Niente di male, giusto? Un semplice quanto spietato processo di selezione naturale. Il problema risiede nella volontà di molti publisher di lanciarsi a capofitto nei trend e saturarli fino alla loro implosione. Nel mondo dei videogames non vale il repetita iuvant. Se nel giro di un mese escono 20-30 titoli simili, potete star certi che si giungerà presto alla morte del genere. Sta succedendo con i simulatori, con i MOBA, con i survival e succederà anche con i battle royale, potete starne certi. Anche perché, diciamo le cose come stanno, si tratta di prodotti qualitativamente approssimativi, studiati per attrarre un pubblico parecchio giovane e durare poco nel tempo. Quando anche Rockstar annuncia di voler inserire una modalità battle royale all’interno di Red Dead Redemption 2 noi non ci vediamo lungimiranza, solo un forte appetito momentaneo.

I gamer si stancano facilmente e in fretta, questo i publisher non dovrebbero mai dimenticarlo. Ecco perché bisognerebbe puntare di più, come in passato, su esperienze fatte e finite, anche lineari, piuttosto che produrre con lo stampino open world vuoti e generici, survival multiplayer senza innovazioni e via dicendo. Proporre esperienze originali e profonde sullo stile di Hellblade Senua’s Sacrifice, Nier Automata, Undertale, qualcosa che faccia avanzare ed evolvere un medium oggi fin troppo statico.
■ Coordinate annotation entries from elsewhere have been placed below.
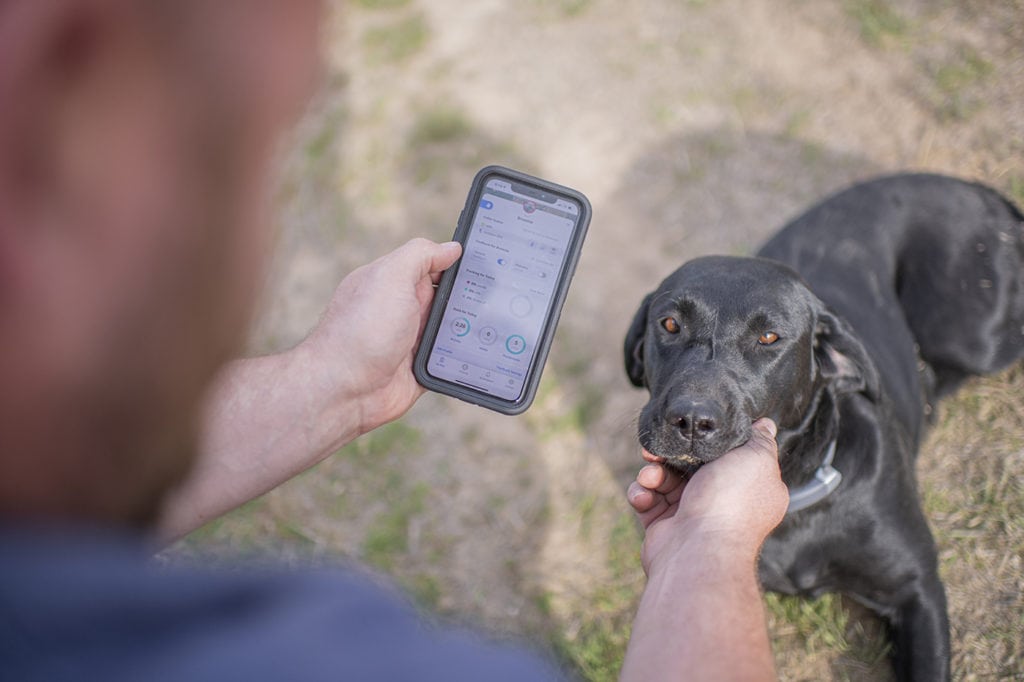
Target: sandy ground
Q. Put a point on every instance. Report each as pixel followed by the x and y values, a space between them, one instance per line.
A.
pixel 694 127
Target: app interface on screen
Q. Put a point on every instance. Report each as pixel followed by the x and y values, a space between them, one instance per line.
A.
pixel 507 276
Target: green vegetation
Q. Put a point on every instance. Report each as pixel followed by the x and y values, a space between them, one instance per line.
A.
pixel 955 81
pixel 877 20
pixel 396 41
pixel 388 537
pixel 598 645
pixel 439 125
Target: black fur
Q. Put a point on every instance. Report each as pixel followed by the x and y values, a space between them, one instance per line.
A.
pixel 884 297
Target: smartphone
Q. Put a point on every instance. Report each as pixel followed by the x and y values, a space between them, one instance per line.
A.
pixel 495 311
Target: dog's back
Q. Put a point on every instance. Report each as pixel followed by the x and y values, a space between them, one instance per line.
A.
pixel 940 262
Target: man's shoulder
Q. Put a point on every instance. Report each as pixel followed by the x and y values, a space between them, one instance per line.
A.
pixel 86 605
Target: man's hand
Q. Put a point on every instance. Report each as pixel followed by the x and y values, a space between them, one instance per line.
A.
pixel 367 339
pixel 738 498
pixel 702 537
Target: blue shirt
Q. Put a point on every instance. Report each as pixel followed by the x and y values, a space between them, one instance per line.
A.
pixel 92 605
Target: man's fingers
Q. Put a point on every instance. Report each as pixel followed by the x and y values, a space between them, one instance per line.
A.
pixel 763 437
pixel 641 499
pixel 656 477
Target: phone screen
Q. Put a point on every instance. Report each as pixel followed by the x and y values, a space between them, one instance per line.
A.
pixel 512 258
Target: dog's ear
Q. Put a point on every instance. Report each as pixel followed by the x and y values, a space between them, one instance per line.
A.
pixel 842 358
pixel 633 348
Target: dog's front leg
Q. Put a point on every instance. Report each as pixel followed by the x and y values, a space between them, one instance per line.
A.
pixel 921 634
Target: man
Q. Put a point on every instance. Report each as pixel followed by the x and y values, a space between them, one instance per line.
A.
pixel 135 139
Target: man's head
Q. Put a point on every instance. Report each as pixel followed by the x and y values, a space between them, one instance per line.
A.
pixel 135 139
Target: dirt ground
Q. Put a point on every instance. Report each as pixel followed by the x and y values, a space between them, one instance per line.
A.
pixel 694 127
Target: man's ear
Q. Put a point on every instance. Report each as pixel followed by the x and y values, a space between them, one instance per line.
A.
pixel 633 348
pixel 841 357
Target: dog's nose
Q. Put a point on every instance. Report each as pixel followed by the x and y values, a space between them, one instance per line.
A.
pixel 696 419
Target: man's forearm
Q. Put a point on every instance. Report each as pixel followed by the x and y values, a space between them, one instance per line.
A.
pixel 267 419
pixel 700 617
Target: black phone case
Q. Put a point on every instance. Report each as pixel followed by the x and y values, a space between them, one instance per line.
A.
pixel 558 299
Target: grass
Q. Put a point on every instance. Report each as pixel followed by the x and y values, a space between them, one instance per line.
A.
pixel 439 125
pixel 877 20
pixel 597 644
pixel 397 41
pixel 956 80
pixel 387 539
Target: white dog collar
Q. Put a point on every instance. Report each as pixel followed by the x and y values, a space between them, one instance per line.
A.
pixel 826 479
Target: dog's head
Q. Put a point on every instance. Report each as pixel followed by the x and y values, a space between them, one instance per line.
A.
pixel 724 341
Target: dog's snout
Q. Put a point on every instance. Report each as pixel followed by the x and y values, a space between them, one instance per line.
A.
pixel 696 419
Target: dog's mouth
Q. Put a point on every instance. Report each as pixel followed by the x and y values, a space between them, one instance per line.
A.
pixel 685 456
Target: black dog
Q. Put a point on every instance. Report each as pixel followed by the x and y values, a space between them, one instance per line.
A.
pixel 852 321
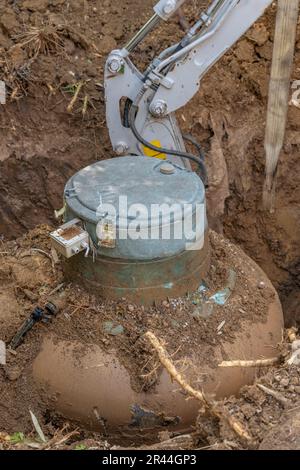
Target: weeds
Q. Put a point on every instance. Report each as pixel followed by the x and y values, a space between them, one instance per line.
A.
pixel 46 40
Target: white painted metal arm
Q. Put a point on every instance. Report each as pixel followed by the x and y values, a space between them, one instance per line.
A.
pixel 190 64
pixel 174 77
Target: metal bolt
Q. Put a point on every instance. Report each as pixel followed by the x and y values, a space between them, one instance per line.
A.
pixel 115 64
pixel 169 6
pixel 159 108
pixel 167 169
pixel 121 148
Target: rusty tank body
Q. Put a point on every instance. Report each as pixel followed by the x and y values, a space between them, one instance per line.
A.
pixel 89 384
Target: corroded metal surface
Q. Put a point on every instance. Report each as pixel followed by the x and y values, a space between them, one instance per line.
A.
pixel 140 281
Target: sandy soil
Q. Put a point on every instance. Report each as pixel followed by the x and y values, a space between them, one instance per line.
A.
pixel 41 145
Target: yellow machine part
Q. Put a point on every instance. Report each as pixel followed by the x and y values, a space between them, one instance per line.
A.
pixel 152 153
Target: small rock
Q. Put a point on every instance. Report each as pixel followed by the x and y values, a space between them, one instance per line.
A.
pixel 13 374
pixel 296 345
pixel 285 382
pixel 30 295
pixel 261 285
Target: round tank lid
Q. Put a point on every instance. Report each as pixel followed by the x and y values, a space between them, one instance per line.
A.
pixel 138 180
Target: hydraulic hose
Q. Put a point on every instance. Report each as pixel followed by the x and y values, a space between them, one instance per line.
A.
pixel 177 153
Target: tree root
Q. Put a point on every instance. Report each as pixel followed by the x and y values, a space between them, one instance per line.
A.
pixel 211 406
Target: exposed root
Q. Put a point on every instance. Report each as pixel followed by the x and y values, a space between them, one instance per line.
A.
pixel 211 406
pixel 75 97
pixel 259 363
pixel 46 40
pixel 280 398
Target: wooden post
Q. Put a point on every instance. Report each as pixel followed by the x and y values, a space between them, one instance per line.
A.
pixel 283 54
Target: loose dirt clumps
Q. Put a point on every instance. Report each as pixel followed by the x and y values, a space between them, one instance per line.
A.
pixel 31 276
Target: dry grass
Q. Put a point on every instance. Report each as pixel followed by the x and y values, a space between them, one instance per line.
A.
pixel 44 40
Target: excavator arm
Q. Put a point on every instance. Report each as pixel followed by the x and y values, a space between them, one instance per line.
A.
pixel 141 107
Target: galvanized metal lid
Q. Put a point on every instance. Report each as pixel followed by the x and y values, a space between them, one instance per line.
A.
pixel 130 207
pixel 142 180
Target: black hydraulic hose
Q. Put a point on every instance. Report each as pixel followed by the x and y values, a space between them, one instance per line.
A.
pixel 196 144
pixel 177 153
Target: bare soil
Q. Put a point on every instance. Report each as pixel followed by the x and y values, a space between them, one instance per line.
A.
pixel 29 277
pixel 48 47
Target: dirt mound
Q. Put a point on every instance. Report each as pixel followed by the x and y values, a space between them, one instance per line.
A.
pixel 50 47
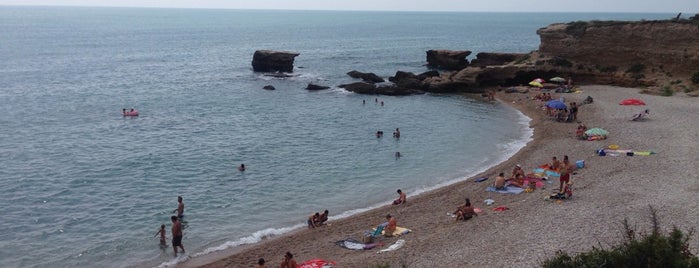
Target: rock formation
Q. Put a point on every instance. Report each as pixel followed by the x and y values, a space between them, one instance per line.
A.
pixel 489 59
pixel 312 86
pixel 448 59
pixel 367 77
pixel 273 61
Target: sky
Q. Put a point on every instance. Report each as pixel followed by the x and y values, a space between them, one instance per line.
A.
pixel 645 6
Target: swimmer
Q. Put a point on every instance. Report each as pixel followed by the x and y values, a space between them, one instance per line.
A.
pixel 161 232
pixel 180 208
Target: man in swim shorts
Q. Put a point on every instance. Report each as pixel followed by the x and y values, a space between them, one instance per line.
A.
pixel 566 169
pixel 176 234
pixel 401 198
pixel 180 208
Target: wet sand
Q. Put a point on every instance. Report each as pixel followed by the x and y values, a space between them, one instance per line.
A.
pixel 606 191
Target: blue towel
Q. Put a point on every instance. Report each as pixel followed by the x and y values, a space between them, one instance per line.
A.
pixel 508 190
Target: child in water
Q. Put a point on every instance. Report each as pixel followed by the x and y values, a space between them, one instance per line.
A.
pixel 161 232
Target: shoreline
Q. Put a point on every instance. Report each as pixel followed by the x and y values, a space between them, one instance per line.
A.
pixel 201 259
pixel 497 239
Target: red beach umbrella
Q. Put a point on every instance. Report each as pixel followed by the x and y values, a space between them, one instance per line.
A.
pixel 632 102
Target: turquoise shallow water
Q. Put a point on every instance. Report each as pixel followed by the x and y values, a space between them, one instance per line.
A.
pixel 86 187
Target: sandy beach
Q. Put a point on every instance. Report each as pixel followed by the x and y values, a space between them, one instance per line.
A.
pixel 606 191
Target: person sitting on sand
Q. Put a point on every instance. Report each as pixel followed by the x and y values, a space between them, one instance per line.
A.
pixel 500 182
pixel 517 181
pixel 288 261
pixel 323 218
pixel 401 198
pixel 313 220
pixel 517 171
pixel 555 164
pixel 390 225
pixel 465 211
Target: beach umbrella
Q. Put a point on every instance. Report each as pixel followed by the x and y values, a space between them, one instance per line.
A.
pixel 557 79
pixel 595 131
pixel 632 102
pixel 556 104
pixel 535 84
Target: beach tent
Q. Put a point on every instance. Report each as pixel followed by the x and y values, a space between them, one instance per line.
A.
pixel 556 104
pixel 595 131
pixel 557 79
pixel 535 84
pixel 632 102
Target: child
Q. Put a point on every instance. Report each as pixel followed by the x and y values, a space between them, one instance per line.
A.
pixel 161 232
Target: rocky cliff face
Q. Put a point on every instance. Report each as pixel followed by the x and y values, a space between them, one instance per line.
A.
pixel 625 53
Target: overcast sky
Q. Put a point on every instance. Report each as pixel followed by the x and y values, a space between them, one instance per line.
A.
pixel 649 6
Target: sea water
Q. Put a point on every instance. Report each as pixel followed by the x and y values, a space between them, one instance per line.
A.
pixel 85 187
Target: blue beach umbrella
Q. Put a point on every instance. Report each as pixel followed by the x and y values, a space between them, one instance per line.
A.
pixel 556 104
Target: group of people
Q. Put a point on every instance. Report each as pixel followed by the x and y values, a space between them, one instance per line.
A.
pixel 518 176
pixel 176 228
pixel 317 219
pixel 287 262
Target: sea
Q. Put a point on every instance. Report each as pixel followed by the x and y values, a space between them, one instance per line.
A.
pixel 84 186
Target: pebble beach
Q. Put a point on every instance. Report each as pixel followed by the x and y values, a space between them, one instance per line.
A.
pixel 607 190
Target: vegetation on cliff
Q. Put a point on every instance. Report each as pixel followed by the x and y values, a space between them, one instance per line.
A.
pixel 655 249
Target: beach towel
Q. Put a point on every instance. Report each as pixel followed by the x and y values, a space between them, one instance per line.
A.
pixel 508 190
pixel 356 245
pixel 398 244
pixel 399 231
pixel 317 263
pixel 501 208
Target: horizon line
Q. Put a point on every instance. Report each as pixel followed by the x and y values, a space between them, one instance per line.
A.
pixel 341 10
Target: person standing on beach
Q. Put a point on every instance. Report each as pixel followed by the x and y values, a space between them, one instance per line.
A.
pixel 161 232
pixel 288 261
pixel 401 198
pixel 176 234
pixel 180 208
pixel 313 220
pixel 390 225
pixel 566 169
pixel 465 211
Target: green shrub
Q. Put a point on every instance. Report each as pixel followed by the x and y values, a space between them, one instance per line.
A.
pixel 523 58
pixel 637 250
pixel 636 68
pixel 695 77
pixel 606 69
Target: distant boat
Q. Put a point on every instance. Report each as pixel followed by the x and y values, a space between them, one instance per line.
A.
pixel 133 112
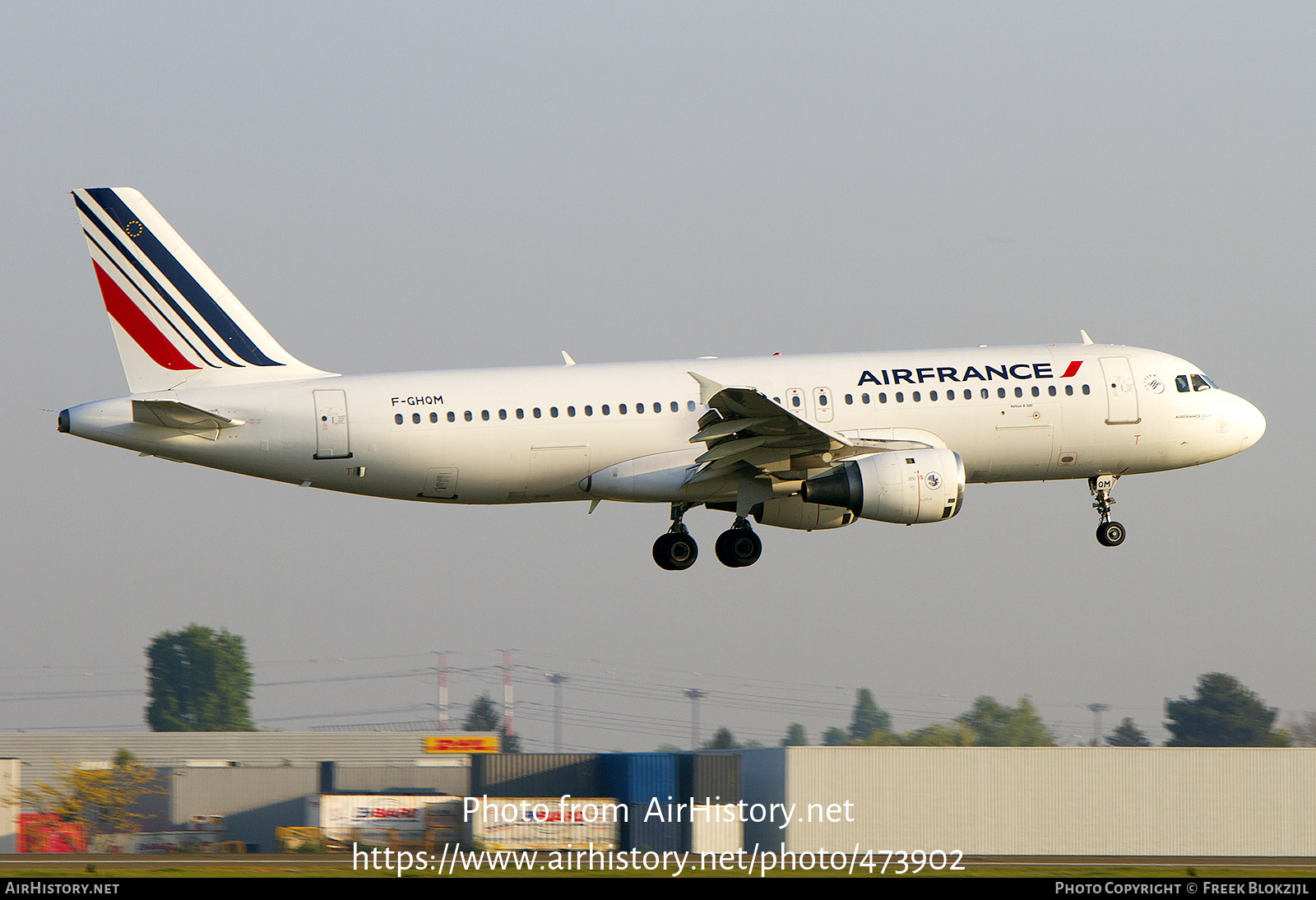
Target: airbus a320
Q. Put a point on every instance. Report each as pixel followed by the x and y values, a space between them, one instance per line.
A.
pixel 804 443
Ricordate le avventure interattive? Quelle sembravano interessanti. Peccato che Telltale si sia cullata sugli allori sfornandone una al mese senza alcuna innovazione tecnica e meccanica decretandone la morte commerciale. E allora qual è il motivo per cui si insiste nel voler seguire le mode? La grana facile, il quick buck, ecco cosa.

Il game design volto a lasciare il segno nella mente e nel cuore dei giocatori è stato sostituito dalla filosofia del live service, la macchina da soldi, la Shell senza Ghost volta a tenere impegnati garantendo introiti continui anche a costo di perdere reputazione (Bungie & Activision Blizzard), mentire spudoratamente agli utenti (Ubisoft) e causare enormi backlash sul web (EA). I videogiochi single player lineari hanno lasciato il posto agli open world pieni di fuffa dove la quantità surclassa la qualità e non esiste più il piacere della scoperta. I multiplayer competitivi vengono invece invasi dalle microtransazioni predatorie e dalle loot box che sostituiscono i veri sistemi di progressione. Tutto a discapito del game design, rinvenibile oggi soltanto in qualche raro first party e nel mondo indie, che a questo punto diventa l’unica speranza per i gamer nostalgici come noi. Requiescat in pace, game design.